Say I have a 3-ball with radius $R$. If I randomly pick 2 points from the inside of the ball, the probability that the euclidean distance between the points (labeled 1 and 2) takes on a particular value $r = r_{12} = r_{21}$ is given by the probability density function (PDF)
\begin{equation} P_3 (r) = \frac{3 r^{2}}{R^3} - \frac{9 r^{3}}{4 R^4} + \frac{3 r^{5}}{16 R^6} \end{equation}
as described in https://arxiv.org/pdf/math-ph/0201046.pdf, equation 15.
If I were to pick $N$ points from the inside of this ball simultaneously, there would be $N(N-1)/2$ distances between pairs of different points. Is it possible to express the PDF $P(r_1, r_2, \dots{}, r_{N(N-1)/2}$), where $r_1, r_2, \dots{}, r_{N(N-1)/2}$ are distances between pairs of different points, using the pair-wise PDF $P_3(r)$ ? Does there exist some other closed-form solution for such distribution, or a solution for some shape other than a ball ?
In this case, it is obviously not $P_3(r) \times P_3(r) \times \dots{} \times P_3(r)$, because, for example, when 2 points are at a distance $2R$, a third point cannot be at a distance $2R$ from both of them, but such PDF would allow it.

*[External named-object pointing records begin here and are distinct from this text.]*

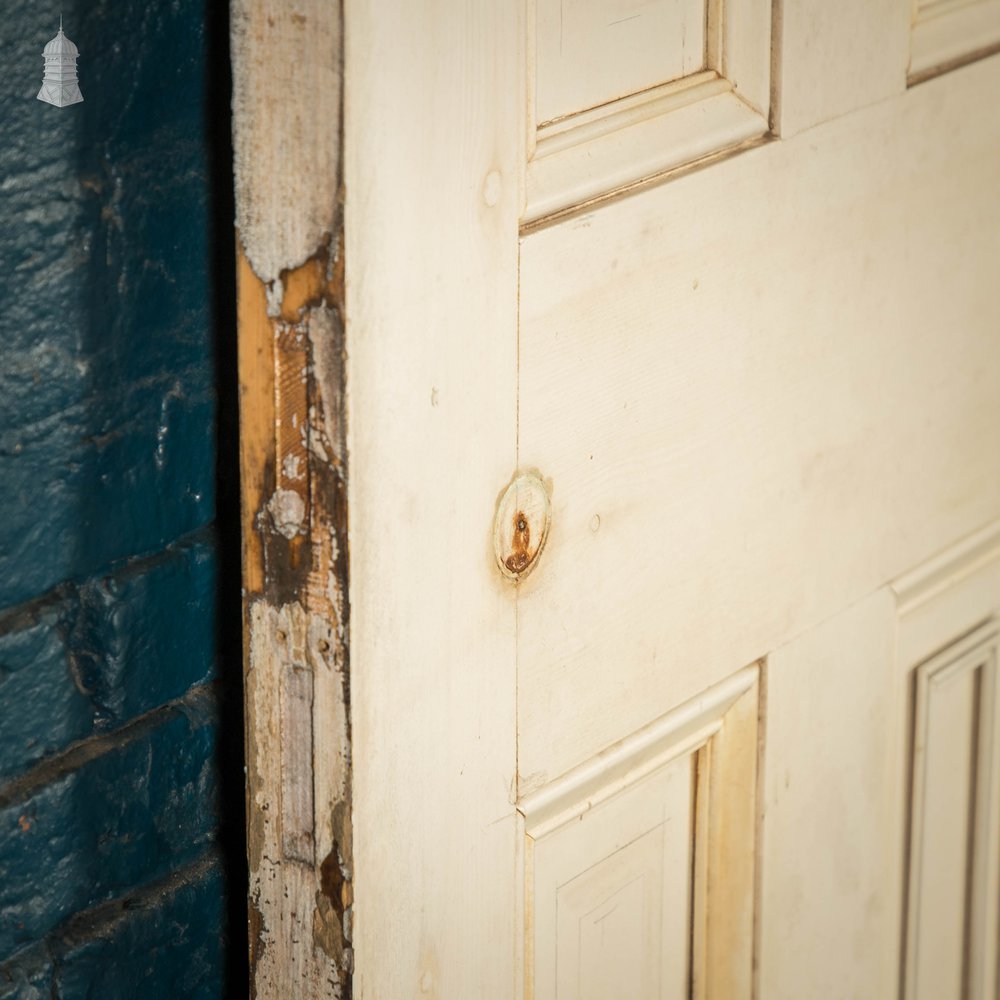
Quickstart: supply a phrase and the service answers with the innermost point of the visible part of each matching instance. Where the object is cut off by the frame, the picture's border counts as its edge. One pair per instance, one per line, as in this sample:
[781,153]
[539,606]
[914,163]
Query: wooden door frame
[287,113]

There are $3N$ degrees of freedom for the locations of the $N$ points. Once $N\geq 8$, we have $3N < N(N-1)/2$, so most $N(N-1)/2$-tuples of distances cannot be realized (this is true even if the $N$ points are no longer constrained to a ball). The set of possible $N(N-1)/2$-tuples of distances has positive codimension in $\mathbb{R}^{N(N-1)/2}$, hence has Lebesgue measure $0$. Thus the probability measure on the set of distances is absolutely continuous with respect to Lebesgue measure, so there cannot exist a probability density function.